A lot of our clients struggle with the concept and execution of clean data when we talk about it. Let’s break it down: What do we mean by clean data and how do you do it?

What is clean data?

Essentially, for us, there are two parts. One part is clean according to 7Sheep and the other is clean according to ‘humans’. The first part is what can be harder to communicate. Part of an IBM definition of a clean data set is:

All data types are accurately identified.
All columns contain the same data type. For example, in a numeric type column, there are no alpha-numeric strings.

Essentially, that’s it! Simple! Or is it? Something as simple as a telephone number can be stored as the correct number but still be ‘unclean’/invalid according to the database. In 7Sheep, a telephone field is a numeric field option with a few special characters (+, (.)) allowed. However, different cultures write telephone numbers in a variety of ways so, someone could be forcing an invalid result by separating digits with a full stop (period). The phone number may be correct but the way it is stored is not. Your data isn’t clean. 7Sheep is a program, when all’s said and done, it responds to your commands and does what you tell it to. Clean data is entirely in your control.

How can you clean data?

In 7Sheep it’s a multi-step process, each part of which is pretty straightforward. Here are a few ways to ensure that your data is as clean as possible:

Setting up your database

If your database is being filled in by your team make sure that you have a training and/or manual on how the data should be filled in. Use tool tips in 7Sheep and guide your staff. If you know that people will use more than one e-mail address, include 2 fields (this avoids a common problem of unexpected results in the e-mail field). Plan it to be as simple, concise and as foolproof as possible (note! this is just a convenient saying, we’re not calling a member of your team a fool!).

Valid vs Invalid Checking

Your results are divided into ‘valid’ and ‘invalid’ results. The ‘invalid’ results can be filtered and then checked for e.g. typos.
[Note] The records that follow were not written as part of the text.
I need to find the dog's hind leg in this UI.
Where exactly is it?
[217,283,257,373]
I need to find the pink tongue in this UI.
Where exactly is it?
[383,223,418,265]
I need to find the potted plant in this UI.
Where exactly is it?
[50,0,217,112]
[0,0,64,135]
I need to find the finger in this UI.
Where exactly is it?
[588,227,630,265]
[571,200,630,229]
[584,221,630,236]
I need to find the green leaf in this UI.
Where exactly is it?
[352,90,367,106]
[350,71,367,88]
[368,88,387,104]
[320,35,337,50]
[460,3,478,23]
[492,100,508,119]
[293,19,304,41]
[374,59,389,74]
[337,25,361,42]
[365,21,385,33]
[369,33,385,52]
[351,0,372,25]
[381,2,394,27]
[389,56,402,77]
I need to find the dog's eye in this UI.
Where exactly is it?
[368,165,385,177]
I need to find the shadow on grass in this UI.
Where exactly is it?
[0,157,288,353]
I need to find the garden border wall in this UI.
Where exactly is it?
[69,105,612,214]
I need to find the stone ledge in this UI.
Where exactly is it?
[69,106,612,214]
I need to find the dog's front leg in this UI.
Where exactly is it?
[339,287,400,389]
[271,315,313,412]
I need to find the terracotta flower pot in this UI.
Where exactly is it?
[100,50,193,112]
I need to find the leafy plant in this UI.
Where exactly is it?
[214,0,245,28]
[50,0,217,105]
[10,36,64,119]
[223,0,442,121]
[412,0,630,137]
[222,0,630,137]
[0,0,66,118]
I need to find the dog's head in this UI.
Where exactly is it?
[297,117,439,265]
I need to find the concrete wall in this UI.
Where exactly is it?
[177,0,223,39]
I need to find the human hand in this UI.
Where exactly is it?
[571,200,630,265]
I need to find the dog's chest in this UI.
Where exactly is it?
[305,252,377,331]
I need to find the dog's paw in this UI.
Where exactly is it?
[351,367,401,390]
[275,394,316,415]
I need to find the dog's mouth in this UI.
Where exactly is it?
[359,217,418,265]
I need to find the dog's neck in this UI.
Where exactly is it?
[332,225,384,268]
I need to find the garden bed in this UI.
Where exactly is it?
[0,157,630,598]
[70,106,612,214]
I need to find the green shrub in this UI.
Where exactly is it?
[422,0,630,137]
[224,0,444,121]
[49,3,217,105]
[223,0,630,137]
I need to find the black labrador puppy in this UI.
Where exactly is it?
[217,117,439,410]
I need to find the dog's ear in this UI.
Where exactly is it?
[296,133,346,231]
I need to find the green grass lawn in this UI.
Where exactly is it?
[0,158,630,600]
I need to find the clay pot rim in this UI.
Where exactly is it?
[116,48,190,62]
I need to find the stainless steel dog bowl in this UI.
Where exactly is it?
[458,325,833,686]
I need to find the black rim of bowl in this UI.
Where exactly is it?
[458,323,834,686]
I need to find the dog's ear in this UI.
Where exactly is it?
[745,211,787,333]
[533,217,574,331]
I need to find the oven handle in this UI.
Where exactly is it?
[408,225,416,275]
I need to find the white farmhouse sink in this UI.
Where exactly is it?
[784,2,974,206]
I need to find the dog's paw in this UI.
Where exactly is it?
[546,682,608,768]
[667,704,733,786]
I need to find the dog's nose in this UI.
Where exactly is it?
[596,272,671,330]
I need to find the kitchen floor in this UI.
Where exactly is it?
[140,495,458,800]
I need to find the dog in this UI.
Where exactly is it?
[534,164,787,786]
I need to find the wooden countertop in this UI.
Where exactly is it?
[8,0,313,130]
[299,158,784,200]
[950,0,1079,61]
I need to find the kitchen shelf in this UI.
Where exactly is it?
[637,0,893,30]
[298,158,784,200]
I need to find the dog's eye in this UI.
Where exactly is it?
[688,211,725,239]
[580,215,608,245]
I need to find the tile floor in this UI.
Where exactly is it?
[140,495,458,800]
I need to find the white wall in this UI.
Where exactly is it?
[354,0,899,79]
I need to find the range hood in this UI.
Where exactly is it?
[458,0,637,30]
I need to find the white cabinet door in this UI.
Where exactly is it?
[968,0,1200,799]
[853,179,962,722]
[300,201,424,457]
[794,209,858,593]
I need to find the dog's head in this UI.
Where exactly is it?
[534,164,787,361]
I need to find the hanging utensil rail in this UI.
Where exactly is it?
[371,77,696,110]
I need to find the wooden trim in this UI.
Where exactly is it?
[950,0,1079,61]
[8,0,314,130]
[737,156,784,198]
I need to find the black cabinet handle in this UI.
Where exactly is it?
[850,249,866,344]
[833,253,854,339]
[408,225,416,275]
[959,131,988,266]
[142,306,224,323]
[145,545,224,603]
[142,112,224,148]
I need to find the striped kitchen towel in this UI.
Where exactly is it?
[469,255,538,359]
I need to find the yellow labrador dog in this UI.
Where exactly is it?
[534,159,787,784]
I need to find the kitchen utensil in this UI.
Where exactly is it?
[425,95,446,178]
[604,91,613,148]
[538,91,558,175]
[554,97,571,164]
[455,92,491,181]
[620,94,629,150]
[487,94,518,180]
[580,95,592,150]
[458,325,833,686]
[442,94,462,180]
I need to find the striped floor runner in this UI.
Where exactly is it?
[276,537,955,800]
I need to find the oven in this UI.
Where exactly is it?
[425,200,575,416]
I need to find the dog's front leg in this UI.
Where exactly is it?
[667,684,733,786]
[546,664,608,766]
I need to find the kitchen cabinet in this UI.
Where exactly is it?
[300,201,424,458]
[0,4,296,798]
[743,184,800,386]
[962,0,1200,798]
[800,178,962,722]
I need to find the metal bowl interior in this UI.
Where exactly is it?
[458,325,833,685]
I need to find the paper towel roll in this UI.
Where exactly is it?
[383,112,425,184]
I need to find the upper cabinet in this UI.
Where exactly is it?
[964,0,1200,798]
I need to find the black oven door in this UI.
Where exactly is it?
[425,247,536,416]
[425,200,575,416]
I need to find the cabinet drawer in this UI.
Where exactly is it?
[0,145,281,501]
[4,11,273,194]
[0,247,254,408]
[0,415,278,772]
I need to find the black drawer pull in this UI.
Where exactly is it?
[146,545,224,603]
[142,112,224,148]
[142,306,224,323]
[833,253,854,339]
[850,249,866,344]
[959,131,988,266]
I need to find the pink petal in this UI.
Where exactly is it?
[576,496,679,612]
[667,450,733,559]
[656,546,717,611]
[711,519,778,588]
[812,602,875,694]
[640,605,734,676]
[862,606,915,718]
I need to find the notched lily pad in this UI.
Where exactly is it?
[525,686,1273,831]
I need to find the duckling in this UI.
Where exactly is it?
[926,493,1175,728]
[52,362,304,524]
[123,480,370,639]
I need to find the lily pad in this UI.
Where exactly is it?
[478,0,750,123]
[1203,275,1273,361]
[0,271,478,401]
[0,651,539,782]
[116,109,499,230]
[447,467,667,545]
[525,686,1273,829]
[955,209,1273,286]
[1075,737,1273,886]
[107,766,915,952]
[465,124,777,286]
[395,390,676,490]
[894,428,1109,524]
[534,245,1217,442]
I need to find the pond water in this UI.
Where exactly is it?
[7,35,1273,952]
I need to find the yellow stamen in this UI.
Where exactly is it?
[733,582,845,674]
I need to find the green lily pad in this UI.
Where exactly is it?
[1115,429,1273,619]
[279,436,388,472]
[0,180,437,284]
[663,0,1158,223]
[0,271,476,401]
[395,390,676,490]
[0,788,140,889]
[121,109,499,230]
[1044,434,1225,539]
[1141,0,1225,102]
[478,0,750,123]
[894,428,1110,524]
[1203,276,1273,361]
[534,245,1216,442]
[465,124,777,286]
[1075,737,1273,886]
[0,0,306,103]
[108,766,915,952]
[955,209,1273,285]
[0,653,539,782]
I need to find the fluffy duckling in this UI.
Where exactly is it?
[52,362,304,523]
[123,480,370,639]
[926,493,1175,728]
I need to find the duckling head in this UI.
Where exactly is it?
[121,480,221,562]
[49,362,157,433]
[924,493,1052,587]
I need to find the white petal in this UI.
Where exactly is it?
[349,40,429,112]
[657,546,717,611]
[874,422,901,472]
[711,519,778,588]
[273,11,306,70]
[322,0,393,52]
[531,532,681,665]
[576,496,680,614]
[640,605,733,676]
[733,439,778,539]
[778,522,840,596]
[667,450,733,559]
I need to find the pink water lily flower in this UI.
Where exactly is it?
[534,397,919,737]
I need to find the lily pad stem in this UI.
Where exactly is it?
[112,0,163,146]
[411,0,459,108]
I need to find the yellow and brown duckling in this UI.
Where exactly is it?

You can, of course, set fields to be unique in 7Sheep – so a unique primary e-mail address will usually cut down on the numbers of duplicates you have in the database. However, things slip through the net with people using other addresses etc. 7Sheep make deduplication easy.


Outside of 7Sheep, data is commonly considered not clean when there are information errors in there – even if the database does not recognise it as such (e.g. a phone number can be filled in perfectly but the number changed last year). Aged or old data is particularly susceptible to this. No one knows their own data better than themselves. Therefore, ask. Build into your system a process of checking data with your users on a regular basis; every 6 to 12 months would be our recommendation. 7Sheep allows users to access their own record in your system (should you allow them) and edit it themselves. This means that regular updates can be processed by the users to ensure that you are up to date and not suffering from old data.